Some other labels I adjusted were those of towns, elevation points, and rivers. I set town labels in uppercase to emphasize them as area features and align them with their polygon symbology. For natural features like rivers and mountains, I chose serif fonts to distinguish them from other labels. I gave river labels semi-transparent halos to enhance their readability against the hillshade background. However, I chose to leave geographic features like plateaus and canyons in their original sans-serif, capitalized fonts to preserve clarity and neatness.
Overall, I believe NPS could implement these stylistic adjustments in future maps to make information more immediately readable and accessible to visitors.
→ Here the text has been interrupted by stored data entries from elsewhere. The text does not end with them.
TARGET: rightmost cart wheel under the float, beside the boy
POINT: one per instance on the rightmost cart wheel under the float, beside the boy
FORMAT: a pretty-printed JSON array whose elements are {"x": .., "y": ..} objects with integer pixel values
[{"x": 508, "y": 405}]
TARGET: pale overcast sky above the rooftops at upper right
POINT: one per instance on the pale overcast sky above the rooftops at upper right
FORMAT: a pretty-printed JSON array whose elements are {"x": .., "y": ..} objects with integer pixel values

This way, their maps can allow visitors to understand key details at a glance, and continue on their merry ways to explore the beautiful parks!
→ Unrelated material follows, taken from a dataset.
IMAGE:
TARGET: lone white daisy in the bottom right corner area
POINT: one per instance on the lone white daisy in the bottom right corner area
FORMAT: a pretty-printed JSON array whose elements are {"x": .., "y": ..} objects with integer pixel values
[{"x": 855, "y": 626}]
Zion National Park Interactive Map
View in ESRI Map Viewer
Check out an interactive version of my Zion National Park map here!
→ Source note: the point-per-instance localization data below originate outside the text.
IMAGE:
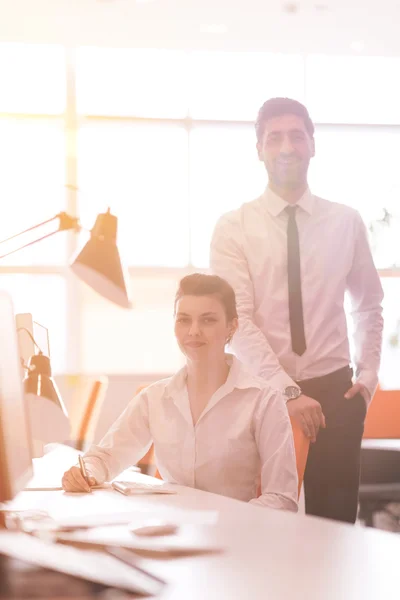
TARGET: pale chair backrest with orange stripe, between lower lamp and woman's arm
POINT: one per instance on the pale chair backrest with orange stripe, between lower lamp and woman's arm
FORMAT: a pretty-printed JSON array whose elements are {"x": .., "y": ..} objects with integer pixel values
[{"x": 85, "y": 407}]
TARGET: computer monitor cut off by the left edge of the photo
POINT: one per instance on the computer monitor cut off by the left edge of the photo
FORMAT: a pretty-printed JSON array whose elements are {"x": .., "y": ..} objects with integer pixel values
[{"x": 15, "y": 439}]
Zoom in and out, pan to neighboring towns, and click on park features to
learn more about them! All features have been updated individually to
show pertinent information in their pop-ups.
To view my map legend, click the info box in the top left corner. To view map
layers and explore more, click the pop-out icon in the bottom right corner to
take you to ESRI’s map viewer.
How Does Map Symbolization Affect Readability? Take a look below...
San Diego Median Housing Values Map
View Equal Interval Map
Equal Interval divides the range of prices into evenly sized value intervals. While this method is easy to understand, it glosses over some of the smaller variations within my data and ignores pricing clusters that otherwise fall in unequal categories. That being said, this distribution still does a good job of illustrating the most general patterns within the data, such as where counties with more high-value homes are located (e.g. La Jolla and Rancho Bernardo, which lies east of Del Mar).
View Quantile Map
Quantile ensures an equal number of tracts in each class, which
evenly distributes colors across the map. However, one downside
is that it may place some tracts with similar values into
different classes (or vice versa – place tracts with different
values into the same class), which can distort and exaggerate
our perception of actual price differences. In this instance,
the quantile classification decreases the price range of the
class with the second-lowest values just to even out the number
of tracts in that class in comparison to the other classes.
This potentially misleads our interpretation of that class.
View Natural Breaks Map
Natural Breaks groups tracts by natural gaps in the data, producing classes
that reflect real clusters of values. Its grouping method captures meaningful
differences between housing prices, thus avoiding the issues that Equal Interval
and Quantile introduce. I think Natural Breaks best represents my dataset
because the classes accurately represent real housing value patterns and allow us
to spatially visualize overall high and lower value areas, without sacrificing
accurate representation of the variation within the data.
View Standard Deviation Map
Standard Deviation measures how far values deviate from the mean, so I chose a
diverging color scheme to better illustrate this method’s purpose. This method
strongly emphasizes a few extremely high-value tracts but compresses the
differences among the majority of tracts, which can visually exaggerate high-value
outliers. Also, since I chose to stick with 5 classes for consistency across my maps,
the standard deviation values were a little hard to read.